Supervisors in nine hospitals replaced due to poor financial results
Ljubljana – The government has replaced members of the supervisory boards of nine hospitals due to the institutions’ poor financial performance and will carry out a special audit to see how they continue to post losses despite receiving hundreds of millions of euros in extra funding last year.
The aim is to stabilise their finances and make sure they emerge from the red by the end of the year, Health Minister Danijel Bešič Loredan told the press after Thursday’s cabinet session.
The audit will be conducted by Aleš Šabeder, a former health minister and director of UKC Ljubljana who is now in charge of the ministry’s office for purchasing the quality.

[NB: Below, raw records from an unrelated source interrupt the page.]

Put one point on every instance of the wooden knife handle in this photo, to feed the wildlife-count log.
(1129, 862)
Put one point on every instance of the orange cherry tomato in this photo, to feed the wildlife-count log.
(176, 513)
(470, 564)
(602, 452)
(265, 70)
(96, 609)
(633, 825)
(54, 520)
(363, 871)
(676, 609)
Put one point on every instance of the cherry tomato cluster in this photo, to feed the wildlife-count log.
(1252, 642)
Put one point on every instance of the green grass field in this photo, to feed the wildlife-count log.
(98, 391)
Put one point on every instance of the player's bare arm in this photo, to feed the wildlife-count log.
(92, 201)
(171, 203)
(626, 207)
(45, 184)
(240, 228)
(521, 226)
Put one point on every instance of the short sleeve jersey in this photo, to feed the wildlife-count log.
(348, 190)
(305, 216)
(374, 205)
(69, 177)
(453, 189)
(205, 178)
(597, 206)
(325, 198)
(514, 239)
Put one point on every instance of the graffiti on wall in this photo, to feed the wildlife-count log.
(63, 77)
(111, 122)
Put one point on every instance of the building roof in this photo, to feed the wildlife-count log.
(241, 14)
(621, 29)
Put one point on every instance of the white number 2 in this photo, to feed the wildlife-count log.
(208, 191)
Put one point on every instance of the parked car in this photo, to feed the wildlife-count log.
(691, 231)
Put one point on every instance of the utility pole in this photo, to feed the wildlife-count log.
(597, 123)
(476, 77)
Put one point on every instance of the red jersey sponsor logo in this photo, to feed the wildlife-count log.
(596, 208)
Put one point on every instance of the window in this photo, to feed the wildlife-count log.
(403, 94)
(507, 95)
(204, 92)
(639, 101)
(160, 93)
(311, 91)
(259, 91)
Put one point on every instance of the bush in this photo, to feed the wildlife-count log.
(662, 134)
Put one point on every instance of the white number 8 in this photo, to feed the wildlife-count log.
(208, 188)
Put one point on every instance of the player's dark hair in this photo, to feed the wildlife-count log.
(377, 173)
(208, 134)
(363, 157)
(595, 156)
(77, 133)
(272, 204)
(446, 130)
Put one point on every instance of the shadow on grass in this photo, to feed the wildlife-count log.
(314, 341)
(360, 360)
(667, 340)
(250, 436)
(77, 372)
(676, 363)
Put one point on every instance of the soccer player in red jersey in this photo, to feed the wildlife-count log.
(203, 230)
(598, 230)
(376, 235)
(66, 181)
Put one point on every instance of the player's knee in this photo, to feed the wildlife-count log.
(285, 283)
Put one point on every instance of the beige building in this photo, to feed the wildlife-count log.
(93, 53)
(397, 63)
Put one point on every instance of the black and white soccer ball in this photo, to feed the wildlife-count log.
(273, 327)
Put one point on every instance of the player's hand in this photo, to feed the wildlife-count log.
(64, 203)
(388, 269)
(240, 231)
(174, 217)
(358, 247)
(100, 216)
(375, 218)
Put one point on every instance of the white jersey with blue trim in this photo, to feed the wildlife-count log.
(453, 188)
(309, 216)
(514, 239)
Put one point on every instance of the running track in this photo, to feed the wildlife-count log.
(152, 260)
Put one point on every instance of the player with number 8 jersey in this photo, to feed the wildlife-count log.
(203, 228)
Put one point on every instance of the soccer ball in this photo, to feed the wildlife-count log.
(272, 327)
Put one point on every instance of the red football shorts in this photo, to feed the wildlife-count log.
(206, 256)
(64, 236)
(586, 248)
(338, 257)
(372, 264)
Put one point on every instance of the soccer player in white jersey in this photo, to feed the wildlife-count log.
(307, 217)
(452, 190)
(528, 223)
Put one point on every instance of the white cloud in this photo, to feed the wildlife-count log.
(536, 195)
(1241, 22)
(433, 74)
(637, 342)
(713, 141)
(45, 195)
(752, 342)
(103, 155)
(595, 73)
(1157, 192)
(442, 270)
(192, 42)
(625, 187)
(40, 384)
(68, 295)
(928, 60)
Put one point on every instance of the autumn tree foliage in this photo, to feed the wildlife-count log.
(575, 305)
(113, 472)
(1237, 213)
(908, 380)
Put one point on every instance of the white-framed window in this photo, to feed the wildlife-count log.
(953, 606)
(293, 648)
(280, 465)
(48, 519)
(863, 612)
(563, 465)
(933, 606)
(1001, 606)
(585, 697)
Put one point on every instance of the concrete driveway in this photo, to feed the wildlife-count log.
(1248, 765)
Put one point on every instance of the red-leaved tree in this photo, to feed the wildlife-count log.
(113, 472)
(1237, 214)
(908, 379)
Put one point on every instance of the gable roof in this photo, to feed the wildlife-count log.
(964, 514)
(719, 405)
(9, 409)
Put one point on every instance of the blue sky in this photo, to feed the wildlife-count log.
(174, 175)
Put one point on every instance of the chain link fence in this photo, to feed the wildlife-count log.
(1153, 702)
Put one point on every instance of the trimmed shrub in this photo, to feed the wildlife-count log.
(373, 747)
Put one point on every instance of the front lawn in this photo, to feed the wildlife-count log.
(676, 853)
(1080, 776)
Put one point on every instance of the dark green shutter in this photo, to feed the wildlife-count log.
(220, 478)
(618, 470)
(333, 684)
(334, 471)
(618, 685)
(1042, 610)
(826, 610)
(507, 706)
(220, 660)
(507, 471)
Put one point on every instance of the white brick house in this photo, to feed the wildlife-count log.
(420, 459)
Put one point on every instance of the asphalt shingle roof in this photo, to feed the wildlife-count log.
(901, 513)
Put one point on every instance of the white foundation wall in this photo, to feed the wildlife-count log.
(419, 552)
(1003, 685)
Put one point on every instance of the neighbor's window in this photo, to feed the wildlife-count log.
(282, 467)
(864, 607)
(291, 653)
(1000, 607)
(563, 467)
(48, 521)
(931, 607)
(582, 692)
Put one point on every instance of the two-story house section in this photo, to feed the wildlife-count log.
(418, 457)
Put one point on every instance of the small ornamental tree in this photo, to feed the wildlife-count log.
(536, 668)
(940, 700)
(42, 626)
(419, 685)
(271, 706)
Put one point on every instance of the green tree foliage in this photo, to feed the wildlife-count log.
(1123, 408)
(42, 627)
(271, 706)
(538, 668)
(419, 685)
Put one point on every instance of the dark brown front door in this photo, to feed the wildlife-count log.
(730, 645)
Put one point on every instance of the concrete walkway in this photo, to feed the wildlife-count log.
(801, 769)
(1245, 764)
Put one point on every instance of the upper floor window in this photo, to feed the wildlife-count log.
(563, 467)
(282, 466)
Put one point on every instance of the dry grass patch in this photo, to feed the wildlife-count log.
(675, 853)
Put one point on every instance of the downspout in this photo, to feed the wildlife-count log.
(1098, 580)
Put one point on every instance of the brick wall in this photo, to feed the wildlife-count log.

Šabeder said that 21 public hospitals had a cumulative surplus of revenue over expenditure of EUR 5.5 million last year, having received an additional EUR 300 million in budget funding for extra services and Covid bonuses.
But this year, the situation is “alarming,” Šabeder said, with the cumulative loss standing at EUR 41 million in the first five months of the year and 15 hospitals in the red.
UKC Ljubljana, by far Slovenia’s largest hospital, currently has the biggest loss, EUR 24 million, with four more having losses in excess of a million euro.
They also have EUR 173 million in liabilities on their books, of which EUR 77 million are already over due, and their costs of materials and services have been skyrocketing.
“We have a lot of questions and not all have been answered,” according to Šabeder.
The first job of the newly appointed supervisory boards will be to be briefed on the current state of play, whereby they will prepare measures to stabilise hospital finances.